Equilibrio vita-lavoro

Entrando nel merito i fattori più importanti nella scelta del datore di lavoro per i lavoratori italiani intervistati sono l’atmosfera di lavoro piacevole e l’equilibrio tra lavoro e vita privata: entrambi sono stati identificati dal 65% dei lavoratori. A poca distanza seguono retribuzione e benefit (61%). Vengono poi la sicurezza del posto di lavoro (58%) e la visibilità del percorso di carriera (54%). Andando a vedere l’altro lato della medaglia, i datori di lavoro per andare incontro alle richieste dei lavoratori rispondono con un’offerta di modalità di lavoro flessibili nel 42% dei casi, con benefit aggiuntivi (34%) e con lo sviluppo di carriera (31%).
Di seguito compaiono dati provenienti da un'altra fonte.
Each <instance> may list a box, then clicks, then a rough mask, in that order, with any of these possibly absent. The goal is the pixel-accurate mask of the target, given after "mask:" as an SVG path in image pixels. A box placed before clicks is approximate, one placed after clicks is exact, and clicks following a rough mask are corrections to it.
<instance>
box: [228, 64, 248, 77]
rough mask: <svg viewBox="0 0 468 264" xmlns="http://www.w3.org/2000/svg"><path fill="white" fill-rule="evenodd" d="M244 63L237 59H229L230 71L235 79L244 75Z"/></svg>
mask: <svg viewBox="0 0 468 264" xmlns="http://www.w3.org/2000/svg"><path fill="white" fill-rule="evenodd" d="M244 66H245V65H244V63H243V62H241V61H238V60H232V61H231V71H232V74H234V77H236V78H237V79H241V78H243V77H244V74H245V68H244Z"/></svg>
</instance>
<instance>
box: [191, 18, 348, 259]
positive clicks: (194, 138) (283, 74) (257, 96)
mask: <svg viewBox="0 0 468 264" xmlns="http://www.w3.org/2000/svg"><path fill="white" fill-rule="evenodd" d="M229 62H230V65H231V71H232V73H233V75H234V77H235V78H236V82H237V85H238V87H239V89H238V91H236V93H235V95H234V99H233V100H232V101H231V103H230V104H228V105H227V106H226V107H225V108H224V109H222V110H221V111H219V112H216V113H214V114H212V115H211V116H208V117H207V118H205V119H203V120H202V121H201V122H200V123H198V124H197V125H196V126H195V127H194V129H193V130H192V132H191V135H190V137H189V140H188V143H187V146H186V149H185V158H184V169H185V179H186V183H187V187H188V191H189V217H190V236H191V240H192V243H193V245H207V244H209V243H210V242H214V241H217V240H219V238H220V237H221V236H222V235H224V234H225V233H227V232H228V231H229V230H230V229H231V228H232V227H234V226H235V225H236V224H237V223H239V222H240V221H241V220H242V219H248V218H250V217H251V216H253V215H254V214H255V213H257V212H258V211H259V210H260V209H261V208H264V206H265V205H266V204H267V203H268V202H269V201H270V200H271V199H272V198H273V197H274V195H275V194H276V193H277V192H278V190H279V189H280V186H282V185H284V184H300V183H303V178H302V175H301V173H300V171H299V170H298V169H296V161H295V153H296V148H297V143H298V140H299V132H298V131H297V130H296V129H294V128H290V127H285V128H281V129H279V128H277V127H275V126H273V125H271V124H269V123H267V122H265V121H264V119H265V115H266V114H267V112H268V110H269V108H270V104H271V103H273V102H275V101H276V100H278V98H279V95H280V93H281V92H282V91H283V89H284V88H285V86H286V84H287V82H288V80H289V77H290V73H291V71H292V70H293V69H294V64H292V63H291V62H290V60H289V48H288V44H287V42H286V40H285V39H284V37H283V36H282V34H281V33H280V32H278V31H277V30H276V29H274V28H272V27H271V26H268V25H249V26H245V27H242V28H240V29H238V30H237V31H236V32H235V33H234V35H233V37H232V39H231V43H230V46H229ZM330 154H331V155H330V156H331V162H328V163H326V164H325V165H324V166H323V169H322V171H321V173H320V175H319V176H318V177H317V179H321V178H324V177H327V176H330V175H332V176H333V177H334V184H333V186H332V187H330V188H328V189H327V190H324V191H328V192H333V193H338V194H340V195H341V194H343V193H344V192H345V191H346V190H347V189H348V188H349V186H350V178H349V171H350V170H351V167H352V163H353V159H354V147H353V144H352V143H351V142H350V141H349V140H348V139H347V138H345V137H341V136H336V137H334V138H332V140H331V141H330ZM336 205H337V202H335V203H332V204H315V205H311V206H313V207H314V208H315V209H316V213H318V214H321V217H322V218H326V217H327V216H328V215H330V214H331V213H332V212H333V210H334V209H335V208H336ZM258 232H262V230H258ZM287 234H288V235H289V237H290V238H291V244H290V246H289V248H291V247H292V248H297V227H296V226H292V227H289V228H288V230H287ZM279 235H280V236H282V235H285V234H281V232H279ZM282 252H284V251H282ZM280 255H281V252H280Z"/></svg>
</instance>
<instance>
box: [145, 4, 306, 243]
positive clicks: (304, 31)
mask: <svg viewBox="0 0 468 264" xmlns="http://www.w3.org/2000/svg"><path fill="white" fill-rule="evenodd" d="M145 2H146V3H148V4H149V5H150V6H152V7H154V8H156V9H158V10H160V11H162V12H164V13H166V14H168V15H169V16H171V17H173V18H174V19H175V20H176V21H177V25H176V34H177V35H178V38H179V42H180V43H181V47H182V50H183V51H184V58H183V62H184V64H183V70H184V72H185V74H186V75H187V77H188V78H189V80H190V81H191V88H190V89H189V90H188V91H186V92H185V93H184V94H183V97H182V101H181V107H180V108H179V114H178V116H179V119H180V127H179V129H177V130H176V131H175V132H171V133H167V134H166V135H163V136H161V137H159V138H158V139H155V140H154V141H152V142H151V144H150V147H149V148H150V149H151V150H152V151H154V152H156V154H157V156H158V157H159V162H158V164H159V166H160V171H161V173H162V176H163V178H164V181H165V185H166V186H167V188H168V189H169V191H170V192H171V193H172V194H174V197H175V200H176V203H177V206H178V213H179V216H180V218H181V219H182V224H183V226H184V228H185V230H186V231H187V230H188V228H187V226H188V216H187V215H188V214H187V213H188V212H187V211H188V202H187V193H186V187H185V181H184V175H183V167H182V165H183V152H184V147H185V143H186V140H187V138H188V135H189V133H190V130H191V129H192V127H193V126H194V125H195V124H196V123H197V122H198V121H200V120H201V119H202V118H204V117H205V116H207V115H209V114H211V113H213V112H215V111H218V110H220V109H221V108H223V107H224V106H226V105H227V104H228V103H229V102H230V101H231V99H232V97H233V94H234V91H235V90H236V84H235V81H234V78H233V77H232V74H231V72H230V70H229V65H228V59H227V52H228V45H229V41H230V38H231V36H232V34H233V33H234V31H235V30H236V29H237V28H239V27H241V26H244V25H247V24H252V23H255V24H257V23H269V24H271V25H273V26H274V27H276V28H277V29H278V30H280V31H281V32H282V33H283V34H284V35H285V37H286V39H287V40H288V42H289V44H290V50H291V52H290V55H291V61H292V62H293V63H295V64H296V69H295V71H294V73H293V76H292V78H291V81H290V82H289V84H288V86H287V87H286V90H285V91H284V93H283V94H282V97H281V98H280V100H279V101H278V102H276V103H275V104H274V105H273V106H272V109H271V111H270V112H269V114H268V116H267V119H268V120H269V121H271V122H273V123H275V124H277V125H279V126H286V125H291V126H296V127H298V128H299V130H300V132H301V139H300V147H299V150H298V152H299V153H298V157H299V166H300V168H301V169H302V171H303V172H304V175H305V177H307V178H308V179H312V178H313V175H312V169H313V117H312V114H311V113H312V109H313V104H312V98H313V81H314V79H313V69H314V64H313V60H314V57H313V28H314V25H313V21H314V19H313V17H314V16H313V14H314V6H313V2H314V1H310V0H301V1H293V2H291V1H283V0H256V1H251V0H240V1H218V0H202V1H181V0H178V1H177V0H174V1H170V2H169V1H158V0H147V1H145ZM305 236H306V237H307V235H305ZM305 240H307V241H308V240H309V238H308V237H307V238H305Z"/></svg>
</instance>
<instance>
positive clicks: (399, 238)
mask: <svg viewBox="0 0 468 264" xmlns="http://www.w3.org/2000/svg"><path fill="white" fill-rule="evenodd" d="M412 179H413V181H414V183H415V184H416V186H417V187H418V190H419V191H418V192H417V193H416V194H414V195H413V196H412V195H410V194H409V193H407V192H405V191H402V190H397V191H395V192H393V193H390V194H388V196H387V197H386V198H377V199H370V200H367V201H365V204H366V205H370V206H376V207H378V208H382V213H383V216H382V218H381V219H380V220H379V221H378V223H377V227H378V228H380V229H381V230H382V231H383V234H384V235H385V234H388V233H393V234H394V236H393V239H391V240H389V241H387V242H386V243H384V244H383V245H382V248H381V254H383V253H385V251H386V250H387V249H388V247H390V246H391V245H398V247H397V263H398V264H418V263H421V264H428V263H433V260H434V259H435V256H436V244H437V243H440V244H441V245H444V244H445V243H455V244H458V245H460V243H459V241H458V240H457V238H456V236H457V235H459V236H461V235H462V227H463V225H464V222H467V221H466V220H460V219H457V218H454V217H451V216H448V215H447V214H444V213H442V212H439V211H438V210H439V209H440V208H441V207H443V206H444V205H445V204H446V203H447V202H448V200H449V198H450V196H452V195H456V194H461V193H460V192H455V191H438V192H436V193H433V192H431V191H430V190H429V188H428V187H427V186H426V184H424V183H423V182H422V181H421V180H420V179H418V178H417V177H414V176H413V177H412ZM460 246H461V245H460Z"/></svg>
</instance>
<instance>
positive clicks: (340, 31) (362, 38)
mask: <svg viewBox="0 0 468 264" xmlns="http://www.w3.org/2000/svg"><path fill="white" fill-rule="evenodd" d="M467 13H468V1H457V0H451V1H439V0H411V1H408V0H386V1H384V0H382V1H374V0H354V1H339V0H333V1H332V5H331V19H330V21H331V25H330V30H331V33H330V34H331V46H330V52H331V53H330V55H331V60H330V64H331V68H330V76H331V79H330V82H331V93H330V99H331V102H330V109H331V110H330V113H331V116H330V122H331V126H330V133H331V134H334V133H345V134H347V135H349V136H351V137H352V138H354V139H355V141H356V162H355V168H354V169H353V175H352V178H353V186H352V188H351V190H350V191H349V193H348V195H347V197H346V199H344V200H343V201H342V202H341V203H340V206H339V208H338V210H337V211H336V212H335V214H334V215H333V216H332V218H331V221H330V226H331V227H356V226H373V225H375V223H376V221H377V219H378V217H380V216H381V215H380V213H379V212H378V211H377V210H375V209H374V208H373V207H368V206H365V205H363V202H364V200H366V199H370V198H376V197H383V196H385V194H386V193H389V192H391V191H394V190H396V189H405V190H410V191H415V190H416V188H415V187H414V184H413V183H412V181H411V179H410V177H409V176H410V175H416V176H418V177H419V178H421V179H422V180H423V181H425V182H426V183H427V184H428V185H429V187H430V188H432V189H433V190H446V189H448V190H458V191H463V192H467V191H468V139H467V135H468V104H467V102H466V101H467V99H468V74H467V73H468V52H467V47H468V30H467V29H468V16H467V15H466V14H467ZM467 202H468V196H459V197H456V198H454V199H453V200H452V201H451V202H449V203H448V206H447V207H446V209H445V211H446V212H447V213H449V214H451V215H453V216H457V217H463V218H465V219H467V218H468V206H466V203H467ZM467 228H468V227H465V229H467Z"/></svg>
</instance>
La centralità della formazione

A proposito di flessibilità in Italia il 37% dei lavoratori intervistati, attualmente, lavora da remoto: un dato in calo rispetto allo scorso anno, quanto era il 50%. Tra chi non lavora da remoto, c’è un 26% per cui è impossibile o non è consentito per il tipo di attività o mansione. Praticamente tutti quelli che lavorano da remoto credono che continueranno a farlo nei prossimi mesi, anche se non nella misura attuale. A proposito di formazione e sviluppo, invece, quasi due lavoratori italiani su tre (il 65%) ritengono che la crescita professionale sia molto importante. E ben l’80% considera fondamentale che il datore di lavoro offra possibilità di riqualificazione e miglioramento delle competenze. A sentire i lavoratori, però, meno della metà delle imprese (47%) offre sufficienti opportunità di formazione. Una conferma dell’importanza di reskilling-upskilling viene dal 72% di lavoratori italiani che rimarrebbe con il proprio datore di lavoro se gli fossero offerte opportunità di formazione.